– Это всё мне?! – радостно пролаял старый пёс не веря своему счастью, впрочем, не надеясь, что Двулапые поймут, что именно он им пролаял. "Лишь бы не напугать их лаем, – подумалось ему – А то они убегут вместе с лакомством."

Но Мелкие и не собирались убегать, протягивая колбасу к носу Хромого и искренне забавляясь над ним и подразнивая, то приближая, то пряча от него лакомство.

Зад старого пса уже весь танцевал вместе с хвостом, ноздри расширялись, внимая запах деликатеса, уши хлопали по голове, слюни текли ручьем. В голове стоял голодный туман.

– Какие славные, добрые Мелкие, – тихо проурчал он.

От радости, любви, благодарности и голода сердце готово было выпрыгнуть из груди.

Краем уха Хромой услышал щелчок зажигалки, краем глаза уловил огонёк внутри колбасы, кончиком носа почуял запах дыма, но… голодный мозг не воспринимал никакой информации, кроме протянутого доброй, белой, детской лапой огромного куска колбасы. Жадно выхватив добычу, пёс подобострастно отполз на метр назад, глядя на замерших Двулапых преданным взглядом. Раздался взрыв, который Хромой скорее почувствовал, чем услышал. Нос резко обожгло огнём, глаза застелила пелена и он рухнул, как подкошенный, оглушенный взрывом. Через секунду пелена рассеялась, пасть пронзила резкая и сильная боль. Пёс завыл от муки, но раздробленная нижняя челюсть смогла выдать только жалобный скулёж. Кровь засочилась из покорёженной пасти, из глаз брызнули слёзы боли. Уши уже отошли от взрывного звона и услышали задорный, чуть истеричный смех двух Мелких Двулапых благодетелей.
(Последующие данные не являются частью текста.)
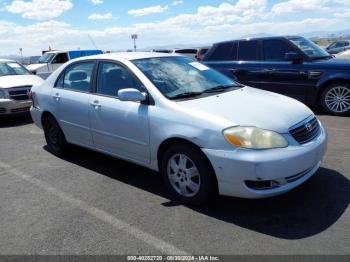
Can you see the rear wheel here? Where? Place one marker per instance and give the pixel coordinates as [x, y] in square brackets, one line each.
[335, 99]
[188, 174]
[54, 136]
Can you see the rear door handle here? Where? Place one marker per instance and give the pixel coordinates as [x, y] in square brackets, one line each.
[269, 71]
[56, 96]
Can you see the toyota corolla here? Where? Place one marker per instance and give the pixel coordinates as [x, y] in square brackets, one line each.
[204, 132]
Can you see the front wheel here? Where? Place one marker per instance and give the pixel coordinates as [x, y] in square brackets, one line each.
[54, 136]
[335, 99]
[188, 174]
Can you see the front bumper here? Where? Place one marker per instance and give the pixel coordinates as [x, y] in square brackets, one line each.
[14, 107]
[286, 167]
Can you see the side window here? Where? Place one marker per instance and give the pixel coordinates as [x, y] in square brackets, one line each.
[113, 77]
[79, 77]
[224, 52]
[60, 58]
[275, 50]
[60, 81]
[248, 50]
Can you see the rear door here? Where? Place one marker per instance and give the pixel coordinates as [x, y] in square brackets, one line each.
[119, 127]
[247, 70]
[71, 102]
[59, 60]
[281, 76]
[237, 60]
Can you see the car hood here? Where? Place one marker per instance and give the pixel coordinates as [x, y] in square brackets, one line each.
[19, 80]
[251, 107]
[34, 67]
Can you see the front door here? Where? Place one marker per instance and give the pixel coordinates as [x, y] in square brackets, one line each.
[119, 127]
[71, 102]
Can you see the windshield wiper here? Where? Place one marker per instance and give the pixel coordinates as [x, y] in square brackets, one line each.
[186, 95]
[220, 88]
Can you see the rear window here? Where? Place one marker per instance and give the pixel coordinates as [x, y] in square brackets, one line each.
[275, 49]
[248, 50]
[223, 52]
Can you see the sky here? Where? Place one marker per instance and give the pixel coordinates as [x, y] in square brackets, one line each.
[36, 25]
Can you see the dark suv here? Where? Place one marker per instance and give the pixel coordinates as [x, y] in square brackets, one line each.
[292, 65]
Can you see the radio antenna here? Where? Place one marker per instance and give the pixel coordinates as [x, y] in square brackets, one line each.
[92, 41]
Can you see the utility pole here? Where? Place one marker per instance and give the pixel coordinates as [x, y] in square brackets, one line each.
[134, 37]
[21, 52]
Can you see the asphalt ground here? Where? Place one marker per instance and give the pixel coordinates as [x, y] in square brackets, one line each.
[91, 204]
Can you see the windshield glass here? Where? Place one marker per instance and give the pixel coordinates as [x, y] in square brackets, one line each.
[174, 76]
[46, 58]
[309, 48]
[12, 68]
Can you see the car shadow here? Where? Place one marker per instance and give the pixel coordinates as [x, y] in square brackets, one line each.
[306, 211]
[13, 121]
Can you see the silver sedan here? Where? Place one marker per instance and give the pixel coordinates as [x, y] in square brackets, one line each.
[204, 132]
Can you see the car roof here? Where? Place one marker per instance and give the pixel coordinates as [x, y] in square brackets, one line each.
[128, 55]
[6, 60]
[259, 38]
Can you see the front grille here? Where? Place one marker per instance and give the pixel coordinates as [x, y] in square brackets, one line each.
[307, 131]
[20, 110]
[19, 93]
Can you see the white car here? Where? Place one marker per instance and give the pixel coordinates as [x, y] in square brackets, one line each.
[15, 84]
[204, 132]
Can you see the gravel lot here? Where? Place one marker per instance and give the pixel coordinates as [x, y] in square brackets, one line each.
[89, 203]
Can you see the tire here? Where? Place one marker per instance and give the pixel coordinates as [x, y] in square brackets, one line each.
[335, 99]
[193, 182]
[54, 136]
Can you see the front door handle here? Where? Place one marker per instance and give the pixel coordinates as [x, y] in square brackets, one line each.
[269, 71]
[95, 104]
[56, 96]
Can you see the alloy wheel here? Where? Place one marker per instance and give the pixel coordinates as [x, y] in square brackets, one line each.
[337, 99]
[183, 175]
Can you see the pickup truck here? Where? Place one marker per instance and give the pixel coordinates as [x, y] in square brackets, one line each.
[52, 60]
[289, 65]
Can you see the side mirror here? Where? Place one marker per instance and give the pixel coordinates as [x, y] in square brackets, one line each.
[292, 57]
[131, 94]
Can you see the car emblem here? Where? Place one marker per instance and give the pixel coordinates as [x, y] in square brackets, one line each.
[308, 127]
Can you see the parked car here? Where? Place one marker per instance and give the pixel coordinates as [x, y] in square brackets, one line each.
[338, 46]
[191, 52]
[292, 66]
[343, 55]
[15, 83]
[166, 51]
[201, 52]
[52, 60]
[203, 131]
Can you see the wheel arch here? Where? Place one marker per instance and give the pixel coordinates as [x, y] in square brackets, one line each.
[177, 140]
[325, 84]
[44, 115]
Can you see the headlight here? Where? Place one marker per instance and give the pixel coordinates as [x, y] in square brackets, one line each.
[254, 138]
[3, 94]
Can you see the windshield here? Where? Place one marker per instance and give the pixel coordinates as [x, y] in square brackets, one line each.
[46, 58]
[175, 76]
[309, 48]
[12, 68]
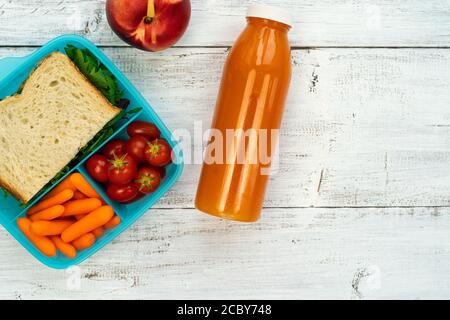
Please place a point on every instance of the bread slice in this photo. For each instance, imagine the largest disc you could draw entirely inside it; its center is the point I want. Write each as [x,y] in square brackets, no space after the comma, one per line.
[42,129]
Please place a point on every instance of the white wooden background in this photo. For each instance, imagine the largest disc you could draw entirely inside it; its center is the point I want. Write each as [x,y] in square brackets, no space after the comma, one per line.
[360,207]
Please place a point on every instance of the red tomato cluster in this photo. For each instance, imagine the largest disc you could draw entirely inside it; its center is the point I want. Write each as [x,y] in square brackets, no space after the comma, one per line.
[131,169]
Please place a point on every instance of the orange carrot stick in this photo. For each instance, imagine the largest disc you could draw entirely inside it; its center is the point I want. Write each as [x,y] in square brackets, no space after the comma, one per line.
[80,216]
[59,198]
[83,206]
[50,228]
[98,232]
[48,214]
[92,221]
[43,244]
[63,185]
[83,186]
[78,195]
[112,223]
[66,248]
[84,242]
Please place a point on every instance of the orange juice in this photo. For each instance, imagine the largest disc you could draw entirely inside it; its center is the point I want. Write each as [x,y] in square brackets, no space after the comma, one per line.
[251,101]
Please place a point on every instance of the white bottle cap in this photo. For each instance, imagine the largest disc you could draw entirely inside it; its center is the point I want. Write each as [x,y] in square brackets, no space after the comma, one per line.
[270,12]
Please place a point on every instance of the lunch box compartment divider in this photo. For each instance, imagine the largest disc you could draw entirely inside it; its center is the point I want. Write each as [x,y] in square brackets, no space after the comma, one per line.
[13,71]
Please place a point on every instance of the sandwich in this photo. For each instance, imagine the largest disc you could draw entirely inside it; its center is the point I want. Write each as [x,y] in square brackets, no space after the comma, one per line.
[57,112]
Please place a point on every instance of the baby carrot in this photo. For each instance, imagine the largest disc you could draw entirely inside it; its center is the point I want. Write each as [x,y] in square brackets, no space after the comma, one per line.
[83,206]
[48,214]
[59,198]
[66,248]
[80,216]
[112,223]
[98,232]
[49,228]
[78,195]
[83,186]
[84,242]
[92,221]
[65,184]
[44,244]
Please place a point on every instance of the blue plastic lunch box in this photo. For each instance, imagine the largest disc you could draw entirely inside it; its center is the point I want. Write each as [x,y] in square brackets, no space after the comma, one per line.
[13,71]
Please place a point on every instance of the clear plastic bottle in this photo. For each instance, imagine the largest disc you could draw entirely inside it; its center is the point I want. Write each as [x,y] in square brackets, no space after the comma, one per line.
[252,95]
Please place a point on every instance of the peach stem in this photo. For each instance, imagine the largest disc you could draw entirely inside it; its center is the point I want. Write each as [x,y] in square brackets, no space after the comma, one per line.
[150,11]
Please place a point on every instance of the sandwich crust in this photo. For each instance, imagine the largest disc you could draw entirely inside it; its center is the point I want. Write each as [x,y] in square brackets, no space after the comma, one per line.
[57,113]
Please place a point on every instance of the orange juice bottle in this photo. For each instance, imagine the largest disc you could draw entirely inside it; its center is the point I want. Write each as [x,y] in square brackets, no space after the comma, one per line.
[247,117]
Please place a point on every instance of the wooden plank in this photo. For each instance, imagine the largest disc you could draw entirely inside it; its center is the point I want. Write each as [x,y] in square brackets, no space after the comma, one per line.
[370,126]
[217,23]
[292,254]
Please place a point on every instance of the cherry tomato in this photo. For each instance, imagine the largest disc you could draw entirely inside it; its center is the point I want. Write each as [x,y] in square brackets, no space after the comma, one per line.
[97,167]
[158,153]
[122,193]
[162,171]
[146,129]
[135,147]
[147,180]
[137,198]
[116,147]
[122,170]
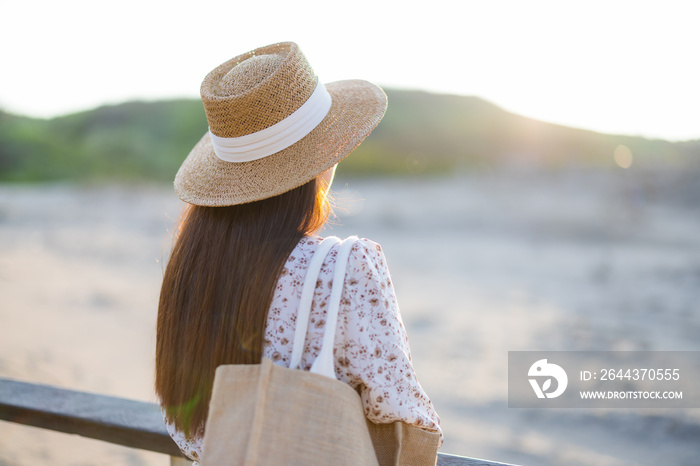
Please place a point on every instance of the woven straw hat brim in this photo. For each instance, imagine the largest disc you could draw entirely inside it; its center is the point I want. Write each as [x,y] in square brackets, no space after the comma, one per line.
[206,180]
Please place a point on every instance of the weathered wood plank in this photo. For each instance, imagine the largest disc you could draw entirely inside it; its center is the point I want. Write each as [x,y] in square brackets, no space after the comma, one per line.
[131,423]
[125,422]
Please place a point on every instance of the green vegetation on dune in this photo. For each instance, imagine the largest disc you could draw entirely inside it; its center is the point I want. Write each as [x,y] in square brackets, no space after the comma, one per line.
[421,133]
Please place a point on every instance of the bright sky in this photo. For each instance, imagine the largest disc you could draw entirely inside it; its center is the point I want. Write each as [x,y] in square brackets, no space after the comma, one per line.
[627,67]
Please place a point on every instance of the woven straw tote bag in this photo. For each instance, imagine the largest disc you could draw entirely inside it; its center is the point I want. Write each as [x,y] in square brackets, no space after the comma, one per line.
[265,414]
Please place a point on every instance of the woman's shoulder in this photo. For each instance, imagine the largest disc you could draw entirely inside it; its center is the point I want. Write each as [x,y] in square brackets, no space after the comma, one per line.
[364,249]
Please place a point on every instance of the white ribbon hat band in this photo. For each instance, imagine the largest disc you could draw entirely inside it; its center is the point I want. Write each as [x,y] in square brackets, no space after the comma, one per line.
[278,136]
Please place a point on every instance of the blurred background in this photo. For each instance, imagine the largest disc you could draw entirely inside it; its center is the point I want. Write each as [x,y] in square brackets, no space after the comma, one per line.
[534,183]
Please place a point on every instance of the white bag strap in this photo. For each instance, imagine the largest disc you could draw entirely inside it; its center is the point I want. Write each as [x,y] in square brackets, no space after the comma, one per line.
[307,297]
[324,363]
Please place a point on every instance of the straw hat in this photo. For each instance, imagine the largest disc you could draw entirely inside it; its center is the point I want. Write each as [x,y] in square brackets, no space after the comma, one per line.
[273,127]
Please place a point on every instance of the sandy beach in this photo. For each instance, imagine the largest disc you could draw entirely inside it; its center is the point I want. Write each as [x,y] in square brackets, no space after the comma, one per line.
[483,263]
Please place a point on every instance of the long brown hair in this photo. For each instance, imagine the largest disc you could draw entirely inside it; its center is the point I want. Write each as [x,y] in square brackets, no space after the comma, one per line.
[217,289]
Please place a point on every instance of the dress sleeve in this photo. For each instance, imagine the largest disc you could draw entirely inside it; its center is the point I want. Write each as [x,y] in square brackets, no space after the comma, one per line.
[373,355]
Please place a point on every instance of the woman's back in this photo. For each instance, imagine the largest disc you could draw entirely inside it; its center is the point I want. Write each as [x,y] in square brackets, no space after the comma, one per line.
[371,347]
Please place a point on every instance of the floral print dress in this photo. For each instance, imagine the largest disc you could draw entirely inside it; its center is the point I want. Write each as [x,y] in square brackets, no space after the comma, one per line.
[371,346]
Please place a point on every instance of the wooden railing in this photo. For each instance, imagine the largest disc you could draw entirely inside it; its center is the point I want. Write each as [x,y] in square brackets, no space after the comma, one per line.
[131,423]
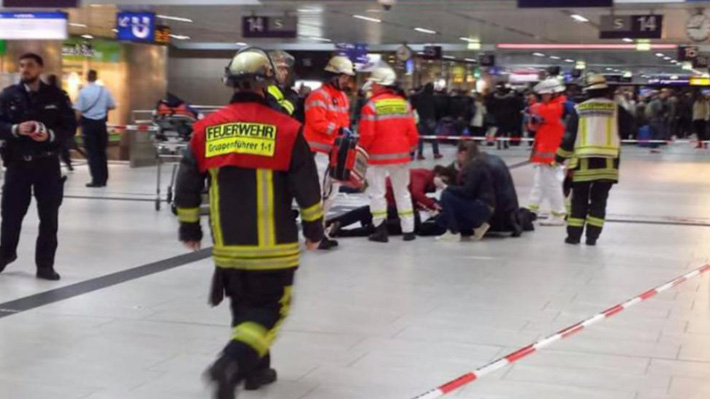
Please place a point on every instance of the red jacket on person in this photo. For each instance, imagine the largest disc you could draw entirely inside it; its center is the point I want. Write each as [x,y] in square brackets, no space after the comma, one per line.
[421,182]
[327,112]
[550,130]
[388,131]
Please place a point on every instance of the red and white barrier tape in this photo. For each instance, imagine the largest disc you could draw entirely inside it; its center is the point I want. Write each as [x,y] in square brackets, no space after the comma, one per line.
[138,128]
[567,332]
[529,139]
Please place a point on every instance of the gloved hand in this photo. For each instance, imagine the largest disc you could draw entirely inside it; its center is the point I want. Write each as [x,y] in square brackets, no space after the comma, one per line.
[40,132]
[439,183]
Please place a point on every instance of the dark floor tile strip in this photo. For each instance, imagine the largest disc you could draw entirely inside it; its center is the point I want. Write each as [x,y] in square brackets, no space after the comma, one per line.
[45,298]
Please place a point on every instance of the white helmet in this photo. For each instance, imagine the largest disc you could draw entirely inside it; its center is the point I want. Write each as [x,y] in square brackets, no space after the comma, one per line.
[340,65]
[383,75]
[549,86]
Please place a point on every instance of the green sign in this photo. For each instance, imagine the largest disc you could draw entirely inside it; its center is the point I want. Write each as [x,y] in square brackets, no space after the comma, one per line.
[76,49]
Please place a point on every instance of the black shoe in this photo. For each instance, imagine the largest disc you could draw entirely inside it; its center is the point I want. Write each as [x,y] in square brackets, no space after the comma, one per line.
[380,234]
[224,375]
[572,241]
[333,229]
[48,274]
[327,244]
[7,261]
[259,378]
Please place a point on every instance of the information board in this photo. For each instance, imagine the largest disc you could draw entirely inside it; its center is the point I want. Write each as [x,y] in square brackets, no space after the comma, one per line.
[631,26]
[269,27]
[33,26]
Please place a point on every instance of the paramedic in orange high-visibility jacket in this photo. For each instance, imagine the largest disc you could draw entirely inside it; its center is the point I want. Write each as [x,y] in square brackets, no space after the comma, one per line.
[327,114]
[388,132]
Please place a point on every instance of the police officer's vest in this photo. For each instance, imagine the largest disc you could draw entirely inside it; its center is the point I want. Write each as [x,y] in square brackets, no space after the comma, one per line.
[598,131]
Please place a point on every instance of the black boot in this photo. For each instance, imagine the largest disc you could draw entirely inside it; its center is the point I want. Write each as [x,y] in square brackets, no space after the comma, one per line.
[224,375]
[572,240]
[259,378]
[380,234]
[327,244]
[6,261]
[48,274]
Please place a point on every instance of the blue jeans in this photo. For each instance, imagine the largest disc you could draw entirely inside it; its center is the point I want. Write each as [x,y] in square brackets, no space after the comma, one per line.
[428,128]
[462,215]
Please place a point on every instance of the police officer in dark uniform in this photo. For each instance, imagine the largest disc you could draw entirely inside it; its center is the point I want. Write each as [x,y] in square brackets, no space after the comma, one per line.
[255,161]
[35,121]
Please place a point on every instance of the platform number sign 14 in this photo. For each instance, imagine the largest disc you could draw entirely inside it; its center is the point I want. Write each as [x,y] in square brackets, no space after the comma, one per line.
[137,27]
[698,28]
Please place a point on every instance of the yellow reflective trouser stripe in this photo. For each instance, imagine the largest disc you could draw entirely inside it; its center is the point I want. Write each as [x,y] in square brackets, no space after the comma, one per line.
[595,221]
[284,262]
[254,335]
[583,133]
[312,213]
[214,207]
[257,336]
[265,207]
[189,215]
[251,251]
[575,222]
[609,126]
[288,106]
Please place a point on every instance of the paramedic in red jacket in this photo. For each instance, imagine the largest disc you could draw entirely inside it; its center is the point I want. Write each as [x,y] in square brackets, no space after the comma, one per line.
[388,132]
[549,115]
[327,114]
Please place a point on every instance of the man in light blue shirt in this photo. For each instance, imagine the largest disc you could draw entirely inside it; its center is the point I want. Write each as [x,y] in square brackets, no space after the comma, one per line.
[92,108]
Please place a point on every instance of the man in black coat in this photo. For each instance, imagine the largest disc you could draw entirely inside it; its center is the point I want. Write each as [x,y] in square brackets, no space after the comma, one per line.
[35,121]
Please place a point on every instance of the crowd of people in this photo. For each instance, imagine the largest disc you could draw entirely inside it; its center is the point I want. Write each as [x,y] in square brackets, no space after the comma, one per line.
[256,159]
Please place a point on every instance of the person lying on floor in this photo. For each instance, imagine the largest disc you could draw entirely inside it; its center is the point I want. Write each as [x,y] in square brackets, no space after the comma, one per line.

– Почему вы смеётесь? Мне же так больно? – попытался он пролаять, но вместо лая повреждённая пасть сквозь невыносимую боль смогла выдать только скрежещущий звук, что вызвало очередной приступ смеха у Двулапых.

" Петарда! – понял вдруг Хромой – В колбасу засунули большую, горящую петарду. Я видел такие в Холодные Праздники Ёлок. И её взрыв разворотил мне пасть…"

Хромой обреченно понял, что это конец, с такой раной собаки не выживают. Он бросил мутный взгляд на веселящихся от души Мелких Двулапых, отказываясь верить, что они искалечили его нарочно, чтобы просто позабавиться. Собрав остаток сил, превозмогая жуткую боль и предсмертную слабость, Хромой пёс встал на обессиленные лапы, тоскливо посмотрел на ошмётки колбасы, разбросанные взрывом петарды, на кровь и собственные вырванные зубы на земле, и, не оборачиваясь на хохочущих Мелких, шатаясь поковылял в сторону Оврага. Ему хотелось умереть возле Жужи, в том месте, которое он считал своим домом, с Легионом, в котором любимые друзья и единственные родные существа.

То и дело спотыкаясь и падая, боясь потерять сознание, Хромой смог одолеть пару сотен метров, добрести до Оврага и, истекая кровью, рухнуть возле дремлющей Жужи. Мгновенно проснувшаяся болонка вскочила на лапы и тут же разглядела умирающего старого пса, лежачего в нескольких метрах от неё. Жужа взвизгнула, подбежала к тому, кого она знала уже столько лет, кто несколько раз был её Тайным Самцом, разглядела его раздробленную пасть с переломанным носом, услышала предсмертное, сиплое дыхание, заглянула в мутнеющие глаза и издала страшный, горестный вой. Собакам, живущим долго одной семьёй, не обязательно слышать скорбь члена своего Легиона. В отличии от Двулапых, они слышат горе инстинктивно. И вопль Жужи услышали те, кто был вместе годами. Услышали скорее сердцем, чем ушами. На вопль Жужи, в Овраг, во весь опор, мчались Бес, Чёрный и Учёный. Мелкий и Гордый, недавно прибывшие в Легион, не слышали Жужу, продолжая бродить в поисках добычи.